Vincent Vulsma

Katalog der 6. Berlin Biennale, 11. Juni 2010

Vincent Vulsma’s series of paintings ARS NOVA E5305-B takes its title from a product name for canvases in the art supplies trade. Vulsma exhibits these standard 80 x 100 cm canvases without so much as unpacking them. Instead, he sprays their shrink-film packaging with black paint. The wet film expands to produce folds beyond the artist’s control. He then sprays the folds white. When the shrink film dries again and contracts it produces a trompe-l’oeil effect, an illusion of three-dimensionality, which is not entirely baseless: it is the true afterimage of an intermediary state produced by chance and chemistry. Every picture bears its own traces, including seams that sometimes cross the shrink-film packaging.
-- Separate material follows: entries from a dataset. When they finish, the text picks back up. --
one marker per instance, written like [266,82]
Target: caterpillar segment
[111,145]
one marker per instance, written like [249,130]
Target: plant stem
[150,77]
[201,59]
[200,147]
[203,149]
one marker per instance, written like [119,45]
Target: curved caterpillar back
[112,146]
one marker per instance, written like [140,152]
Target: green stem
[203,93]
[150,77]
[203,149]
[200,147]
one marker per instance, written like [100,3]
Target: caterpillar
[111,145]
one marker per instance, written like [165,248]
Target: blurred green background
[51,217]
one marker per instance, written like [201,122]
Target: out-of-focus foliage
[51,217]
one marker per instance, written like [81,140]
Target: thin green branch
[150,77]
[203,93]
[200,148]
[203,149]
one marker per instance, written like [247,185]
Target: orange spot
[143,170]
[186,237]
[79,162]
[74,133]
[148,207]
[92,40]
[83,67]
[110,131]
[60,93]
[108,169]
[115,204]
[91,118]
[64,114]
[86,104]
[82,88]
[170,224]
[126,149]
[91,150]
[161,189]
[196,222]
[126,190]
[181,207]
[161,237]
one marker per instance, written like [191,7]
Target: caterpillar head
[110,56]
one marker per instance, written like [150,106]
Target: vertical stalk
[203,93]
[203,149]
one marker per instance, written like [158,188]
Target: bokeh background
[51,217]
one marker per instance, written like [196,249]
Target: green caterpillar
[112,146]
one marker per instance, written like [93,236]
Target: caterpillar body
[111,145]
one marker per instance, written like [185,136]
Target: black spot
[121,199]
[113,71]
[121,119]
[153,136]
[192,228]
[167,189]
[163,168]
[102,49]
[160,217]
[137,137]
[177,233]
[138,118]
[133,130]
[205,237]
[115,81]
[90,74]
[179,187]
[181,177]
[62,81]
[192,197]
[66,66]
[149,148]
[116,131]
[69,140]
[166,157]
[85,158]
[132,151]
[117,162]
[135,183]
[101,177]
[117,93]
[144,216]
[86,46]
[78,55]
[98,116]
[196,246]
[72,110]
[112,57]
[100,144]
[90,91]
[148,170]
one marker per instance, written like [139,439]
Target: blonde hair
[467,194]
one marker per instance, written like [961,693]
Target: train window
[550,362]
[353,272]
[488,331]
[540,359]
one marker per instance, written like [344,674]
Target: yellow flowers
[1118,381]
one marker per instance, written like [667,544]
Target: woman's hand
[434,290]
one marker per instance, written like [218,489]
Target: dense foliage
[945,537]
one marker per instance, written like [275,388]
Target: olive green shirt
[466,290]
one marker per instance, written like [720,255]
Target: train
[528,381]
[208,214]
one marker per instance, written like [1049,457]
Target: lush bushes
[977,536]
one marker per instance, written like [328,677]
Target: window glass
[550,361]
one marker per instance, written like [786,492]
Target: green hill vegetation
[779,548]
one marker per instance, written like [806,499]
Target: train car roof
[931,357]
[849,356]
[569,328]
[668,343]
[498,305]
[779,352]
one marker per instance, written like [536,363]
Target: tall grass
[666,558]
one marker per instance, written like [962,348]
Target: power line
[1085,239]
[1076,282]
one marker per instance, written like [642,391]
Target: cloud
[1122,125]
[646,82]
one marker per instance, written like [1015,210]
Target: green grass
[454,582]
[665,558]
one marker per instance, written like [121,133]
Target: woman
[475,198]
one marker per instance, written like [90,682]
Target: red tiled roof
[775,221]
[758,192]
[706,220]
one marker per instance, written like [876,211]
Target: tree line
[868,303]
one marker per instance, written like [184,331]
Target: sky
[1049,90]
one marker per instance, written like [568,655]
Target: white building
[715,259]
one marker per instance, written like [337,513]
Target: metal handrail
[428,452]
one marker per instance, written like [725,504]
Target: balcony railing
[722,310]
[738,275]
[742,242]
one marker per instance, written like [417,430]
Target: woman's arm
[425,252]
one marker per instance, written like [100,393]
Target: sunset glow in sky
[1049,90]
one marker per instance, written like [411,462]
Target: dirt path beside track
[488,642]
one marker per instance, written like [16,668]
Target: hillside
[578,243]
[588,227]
The canvas here neither transports contents nor contentlessness. Present as a space of potentiality, yet it is mystically distant, swathed, muted. The thirteen shrink-film pictures have an elevated beauty and haptic magic like fabrics in the paintings of Baroque old masters. Each could pass as a perfect work of art on its own. As a series of solo-exhibition format, however, they draw attention to the material, its meaning and conditions of origin. The canvases come from China, which reminds one that today, economically speaking, the globe is as flat as a canvas. The tradition of the easel painting has broken down into an industrial mass product—in black, the negative sum of all colors. At the same time, the concealment suggests hidden secrets and lends the paintings an aura of the transitory.

In 1915 Kazimir Malevich’s Black Square proclaimed the end of figurative painting. Ironically broken, this pathos of the new sounds in the title ARS NOVA E5305-B. Vulsma thus confidently positions himself in the tradition of the avant-gardes. For his finals project at the Gerrit Rietveld Academie Amsterdam he exhibited air ducts he cut from a new extension at the academy, à la Michael Asher’s interventions. For the Berlin Biennial he intriguingly interrelates contexts, presenting the paintings and the gallery walls they were first displayed on. So the work exhibits not only its history, but the history of its inscription into the art market as well. The white cube, designed to secure the undisturbed enjoyment of art, is deconstructed and rendered negotiable, and with it the architectural, social, and economic realities that constitute the work as a work of art.

If abstract art transcended painting, Vincent Vulsma transcends abstraction. His work simply reflects back the demand that art negotiate reality. All that shows through the black surface is what was previously hidden there.